4. The high-throughput intelligent screening method for multi-trait ginseng breeding materials based on deep learning according to claim 1, characterized in that: In step S4, the model interpretability analysis specifically includes the following steps: Step S41: Calculate the contribution of each input vector to the prediction result using the ensemble gradient method; Step S42: Visualize and analyze the weight matrix of the multi-head self-attention layer, and calculate the average attention weight of different SNP sites in each attention head; Step S43: Integrate gradient attribution values and attention weights to calculate the overall importance score for each SNP site; Step S44: Sort the importance scores and select the top 1% of SNP sites with the highest scores as key markers; Step S45: Reveal the biological interpretability of the model by comparing the selected key marker sites with publicly available gene function annotation databases, labeling the genes they belong to and neighboring genes, and analyzing the potential functions of these genes in ginsenoside biosynthesis and growth and development regulation.

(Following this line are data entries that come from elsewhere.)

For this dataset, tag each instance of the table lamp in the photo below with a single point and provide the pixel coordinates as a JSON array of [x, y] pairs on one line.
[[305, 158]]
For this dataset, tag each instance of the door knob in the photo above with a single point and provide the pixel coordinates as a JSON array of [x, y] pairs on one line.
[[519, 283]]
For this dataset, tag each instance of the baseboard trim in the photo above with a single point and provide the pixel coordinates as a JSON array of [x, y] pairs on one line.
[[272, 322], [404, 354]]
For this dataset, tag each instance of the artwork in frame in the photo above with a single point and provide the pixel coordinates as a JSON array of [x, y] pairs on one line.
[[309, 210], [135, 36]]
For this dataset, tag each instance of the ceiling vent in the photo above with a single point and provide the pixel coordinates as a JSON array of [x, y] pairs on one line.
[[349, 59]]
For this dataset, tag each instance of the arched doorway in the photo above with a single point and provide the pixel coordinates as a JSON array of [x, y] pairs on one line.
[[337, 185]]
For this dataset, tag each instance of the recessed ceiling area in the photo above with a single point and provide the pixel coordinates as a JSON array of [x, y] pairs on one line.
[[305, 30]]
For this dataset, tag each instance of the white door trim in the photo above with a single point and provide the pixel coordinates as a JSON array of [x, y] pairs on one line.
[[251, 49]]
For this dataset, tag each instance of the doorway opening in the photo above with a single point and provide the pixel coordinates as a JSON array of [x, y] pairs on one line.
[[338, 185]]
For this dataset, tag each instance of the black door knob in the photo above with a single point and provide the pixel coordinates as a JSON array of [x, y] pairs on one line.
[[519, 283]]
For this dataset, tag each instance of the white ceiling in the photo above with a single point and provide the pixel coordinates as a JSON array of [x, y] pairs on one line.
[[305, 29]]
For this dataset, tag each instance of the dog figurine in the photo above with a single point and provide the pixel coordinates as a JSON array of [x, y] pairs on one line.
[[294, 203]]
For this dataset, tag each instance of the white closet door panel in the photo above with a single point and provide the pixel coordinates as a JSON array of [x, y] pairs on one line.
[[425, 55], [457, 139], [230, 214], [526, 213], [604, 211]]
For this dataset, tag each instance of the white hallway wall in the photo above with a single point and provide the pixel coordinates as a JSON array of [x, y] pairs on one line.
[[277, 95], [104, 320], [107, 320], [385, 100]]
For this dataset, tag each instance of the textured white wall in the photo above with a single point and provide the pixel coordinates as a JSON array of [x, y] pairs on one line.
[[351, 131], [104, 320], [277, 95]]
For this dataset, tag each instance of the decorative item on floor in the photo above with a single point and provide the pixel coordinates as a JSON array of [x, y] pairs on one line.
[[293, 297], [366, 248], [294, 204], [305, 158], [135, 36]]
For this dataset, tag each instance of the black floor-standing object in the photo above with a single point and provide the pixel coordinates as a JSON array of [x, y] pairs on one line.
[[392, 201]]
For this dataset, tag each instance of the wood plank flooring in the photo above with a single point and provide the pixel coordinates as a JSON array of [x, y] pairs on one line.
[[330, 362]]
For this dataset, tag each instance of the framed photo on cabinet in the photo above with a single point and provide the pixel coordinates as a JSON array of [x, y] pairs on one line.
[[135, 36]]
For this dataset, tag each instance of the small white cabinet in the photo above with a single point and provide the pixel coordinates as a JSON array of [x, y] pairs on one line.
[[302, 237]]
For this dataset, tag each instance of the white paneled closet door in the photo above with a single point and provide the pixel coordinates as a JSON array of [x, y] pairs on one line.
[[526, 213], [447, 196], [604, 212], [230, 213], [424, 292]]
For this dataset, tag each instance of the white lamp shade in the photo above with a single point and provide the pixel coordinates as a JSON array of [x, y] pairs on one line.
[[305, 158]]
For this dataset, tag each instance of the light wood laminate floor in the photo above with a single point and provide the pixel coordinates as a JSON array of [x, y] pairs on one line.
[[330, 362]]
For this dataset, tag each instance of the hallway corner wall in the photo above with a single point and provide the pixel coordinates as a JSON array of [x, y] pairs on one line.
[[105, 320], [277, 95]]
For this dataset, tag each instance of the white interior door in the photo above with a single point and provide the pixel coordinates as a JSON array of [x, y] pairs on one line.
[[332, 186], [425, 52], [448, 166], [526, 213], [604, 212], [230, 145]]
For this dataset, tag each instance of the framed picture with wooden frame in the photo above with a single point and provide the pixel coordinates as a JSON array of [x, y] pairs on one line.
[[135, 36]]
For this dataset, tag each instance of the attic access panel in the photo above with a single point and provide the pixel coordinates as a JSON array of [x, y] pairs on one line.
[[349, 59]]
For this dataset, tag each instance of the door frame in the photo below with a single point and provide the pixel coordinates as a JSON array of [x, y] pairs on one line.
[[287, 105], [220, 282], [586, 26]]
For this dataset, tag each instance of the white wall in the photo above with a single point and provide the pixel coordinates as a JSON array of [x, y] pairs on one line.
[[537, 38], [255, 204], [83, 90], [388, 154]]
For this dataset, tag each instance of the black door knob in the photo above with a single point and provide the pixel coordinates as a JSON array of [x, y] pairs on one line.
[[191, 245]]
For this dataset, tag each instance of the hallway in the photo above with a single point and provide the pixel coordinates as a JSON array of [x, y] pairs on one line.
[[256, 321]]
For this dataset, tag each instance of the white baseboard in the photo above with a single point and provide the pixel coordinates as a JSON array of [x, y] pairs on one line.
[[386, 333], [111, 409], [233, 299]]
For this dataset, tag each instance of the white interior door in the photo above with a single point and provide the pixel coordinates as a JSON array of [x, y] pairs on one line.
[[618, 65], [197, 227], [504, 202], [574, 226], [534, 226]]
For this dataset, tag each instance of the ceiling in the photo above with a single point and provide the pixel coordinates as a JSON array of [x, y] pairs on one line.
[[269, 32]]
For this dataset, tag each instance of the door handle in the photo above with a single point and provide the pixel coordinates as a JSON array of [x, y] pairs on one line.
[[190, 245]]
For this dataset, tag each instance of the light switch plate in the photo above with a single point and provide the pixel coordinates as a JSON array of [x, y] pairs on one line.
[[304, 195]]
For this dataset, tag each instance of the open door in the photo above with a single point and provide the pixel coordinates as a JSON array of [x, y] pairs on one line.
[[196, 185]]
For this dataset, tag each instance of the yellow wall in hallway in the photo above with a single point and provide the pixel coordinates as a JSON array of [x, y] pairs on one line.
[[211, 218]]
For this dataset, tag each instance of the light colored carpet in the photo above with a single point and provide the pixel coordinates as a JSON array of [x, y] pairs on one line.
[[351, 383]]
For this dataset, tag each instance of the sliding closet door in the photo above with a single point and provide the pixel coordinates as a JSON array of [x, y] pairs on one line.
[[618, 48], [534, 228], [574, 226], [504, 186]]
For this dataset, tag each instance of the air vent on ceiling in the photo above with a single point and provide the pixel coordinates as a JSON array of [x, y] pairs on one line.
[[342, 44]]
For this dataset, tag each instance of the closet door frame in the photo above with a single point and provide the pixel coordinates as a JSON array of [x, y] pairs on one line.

5. The high-throughput intelligent screening method for multi-trait ginseng breeding materials based on deep learning according to claim 1, characterized in that: In step S5, the multi-trait comprehensive screening specifically includes the following steps: Step S51: Based on the optimal prediction model, predict the breeding values of each trait of all breeding materials to obtain the prediction value matrix, and set the weight coefficients of each trait according to the breeding objectives. Step S52: Calculate the overall selection index for each breeding material; Step S53: Combining the trade-offs between traits, a non-dominated sorting genetic algorithm is used for multi-objective optimization, with the predicted values of each trait as the optimization objective, to solve for the optimal material set on the Pareto front. Step S54: Combining the comprehensive selection index and Pareto optimization results, select breeding materials with excellent comprehensive performance and reasonable trait configuration, and classify them into grades according to their scores.